Alla luce di questi elementi, non stupisce che all’epoca si parlò di un attentato e, infatti, si fecero avanti due testimoni oculari.
La signora Rita Maroni disse:
Ho sentito un boato e una botta… e ho visto il fuoco
La dichiarazione di Mario Ronchi, invece, fu questa:
Il cielo era rosso, bruciava come un gran falò, e le fiammelle scendevano tutte intorno.
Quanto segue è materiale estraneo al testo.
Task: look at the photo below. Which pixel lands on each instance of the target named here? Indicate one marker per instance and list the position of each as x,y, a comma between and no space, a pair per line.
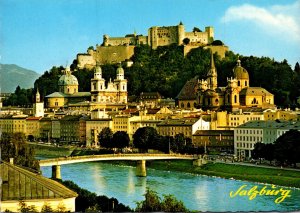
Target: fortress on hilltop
119,49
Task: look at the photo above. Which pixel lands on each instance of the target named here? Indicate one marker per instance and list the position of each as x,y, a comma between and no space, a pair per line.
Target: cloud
280,20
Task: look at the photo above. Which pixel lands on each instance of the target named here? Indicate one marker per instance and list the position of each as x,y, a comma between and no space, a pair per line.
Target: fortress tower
68,83
38,106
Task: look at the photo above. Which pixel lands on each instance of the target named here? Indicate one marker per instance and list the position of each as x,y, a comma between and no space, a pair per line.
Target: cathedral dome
240,72
98,69
67,79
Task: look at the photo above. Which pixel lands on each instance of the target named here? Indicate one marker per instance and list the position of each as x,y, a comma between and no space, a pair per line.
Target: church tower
97,85
212,74
121,85
38,106
241,75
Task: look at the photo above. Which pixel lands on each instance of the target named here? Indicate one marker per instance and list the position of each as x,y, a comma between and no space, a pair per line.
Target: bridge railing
70,158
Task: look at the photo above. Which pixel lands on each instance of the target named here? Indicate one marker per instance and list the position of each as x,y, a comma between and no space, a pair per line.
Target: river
200,193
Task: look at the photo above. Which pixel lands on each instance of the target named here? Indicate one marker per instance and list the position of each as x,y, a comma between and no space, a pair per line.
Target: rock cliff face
12,75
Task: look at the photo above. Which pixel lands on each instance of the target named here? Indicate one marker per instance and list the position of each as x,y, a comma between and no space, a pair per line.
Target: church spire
212,74
37,96
212,62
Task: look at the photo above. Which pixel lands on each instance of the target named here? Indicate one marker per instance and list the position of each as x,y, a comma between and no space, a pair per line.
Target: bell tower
212,74
38,106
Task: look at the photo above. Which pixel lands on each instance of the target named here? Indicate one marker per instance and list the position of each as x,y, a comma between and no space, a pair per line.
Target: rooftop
188,92
277,124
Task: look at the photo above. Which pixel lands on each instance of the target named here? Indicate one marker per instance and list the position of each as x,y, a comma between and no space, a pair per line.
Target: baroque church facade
102,95
236,95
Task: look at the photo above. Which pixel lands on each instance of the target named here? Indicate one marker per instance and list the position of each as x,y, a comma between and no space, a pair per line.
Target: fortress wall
113,54
116,41
85,60
220,50
201,37
142,39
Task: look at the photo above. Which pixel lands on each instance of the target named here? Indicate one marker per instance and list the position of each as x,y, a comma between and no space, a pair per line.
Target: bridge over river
140,158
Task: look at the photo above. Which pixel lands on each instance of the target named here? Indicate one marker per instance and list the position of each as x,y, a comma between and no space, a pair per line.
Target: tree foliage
21,97
14,146
153,203
88,201
120,139
145,138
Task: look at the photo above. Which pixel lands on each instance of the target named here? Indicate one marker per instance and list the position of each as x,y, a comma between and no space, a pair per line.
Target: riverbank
51,151
240,172
274,176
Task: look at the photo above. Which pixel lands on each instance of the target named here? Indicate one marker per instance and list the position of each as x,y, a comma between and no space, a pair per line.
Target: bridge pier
200,161
56,172
141,168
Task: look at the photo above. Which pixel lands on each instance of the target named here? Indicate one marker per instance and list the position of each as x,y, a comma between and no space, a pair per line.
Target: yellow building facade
236,95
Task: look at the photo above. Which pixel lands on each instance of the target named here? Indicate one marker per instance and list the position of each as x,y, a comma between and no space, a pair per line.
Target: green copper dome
240,72
120,70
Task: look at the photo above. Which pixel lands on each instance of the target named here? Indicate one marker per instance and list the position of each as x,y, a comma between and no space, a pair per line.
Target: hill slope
12,75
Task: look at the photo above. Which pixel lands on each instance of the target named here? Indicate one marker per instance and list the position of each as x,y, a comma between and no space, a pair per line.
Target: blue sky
39,34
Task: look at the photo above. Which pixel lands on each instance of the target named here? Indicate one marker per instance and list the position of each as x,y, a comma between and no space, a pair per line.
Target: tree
120,139
15,146
105,137
186,41
144,138
153,203
268,152
89,201
297,68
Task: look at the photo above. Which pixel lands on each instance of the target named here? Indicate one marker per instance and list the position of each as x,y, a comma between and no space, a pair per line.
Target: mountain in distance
12,75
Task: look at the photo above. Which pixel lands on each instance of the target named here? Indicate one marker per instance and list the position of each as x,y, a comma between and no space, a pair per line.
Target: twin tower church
238,94
102,95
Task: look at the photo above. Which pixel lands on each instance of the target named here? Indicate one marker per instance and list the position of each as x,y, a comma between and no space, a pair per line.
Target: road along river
201,193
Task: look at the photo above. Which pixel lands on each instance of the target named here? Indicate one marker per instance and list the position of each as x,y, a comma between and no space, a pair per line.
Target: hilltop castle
118,49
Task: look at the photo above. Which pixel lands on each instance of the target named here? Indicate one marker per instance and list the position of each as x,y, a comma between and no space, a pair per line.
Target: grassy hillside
12,75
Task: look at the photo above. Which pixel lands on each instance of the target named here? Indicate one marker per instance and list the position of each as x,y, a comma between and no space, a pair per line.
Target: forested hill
12,75
166,70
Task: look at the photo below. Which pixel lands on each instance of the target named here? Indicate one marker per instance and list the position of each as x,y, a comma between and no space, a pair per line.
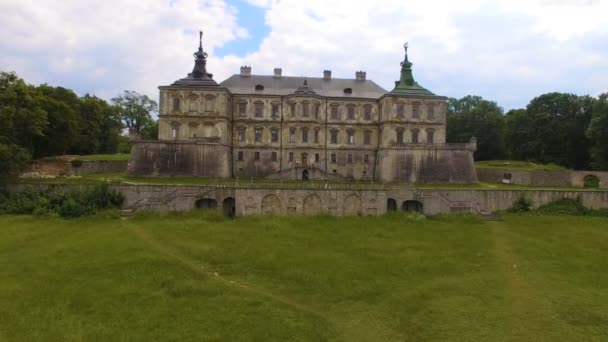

Un aeroplano si era incendiato e i pezzi stavano cadendo sul prato
La dinamica dell’incidente sembrava chiara: qualcuno aveva visto l’aereo che esplodeva in cielo e la particolare disposizione dei rottami ne avvalorava la tesi.

Le due inchieste sul caso Mattei
L’allora Ministro della Difesa Giulio Andreotti nominò una commissione d’inchiesta, che, il 31 marzo del 1966, portò a una sentenza controversa. Quel giorno, il giudice Antonio Borghese ordinò il non luogo a procedere per insufficienza di prove a suffragio della natura dolosa dell’evento. In parole povere, agli occhi della legge, la morte di Mattei era il frutto di un’avaria tecnica o di un errore del pilota.

La sentenza fece ovviamente scalpore e iniziò un dibattito che si protrasse per decenni. Il caso fu riaperto solo nel 1994, grazie alle rivelazioni del collaboratore di giustizia Tommaso Buscetta. Ma nemmeno la seconda inchiesta portò a un’incriminazione.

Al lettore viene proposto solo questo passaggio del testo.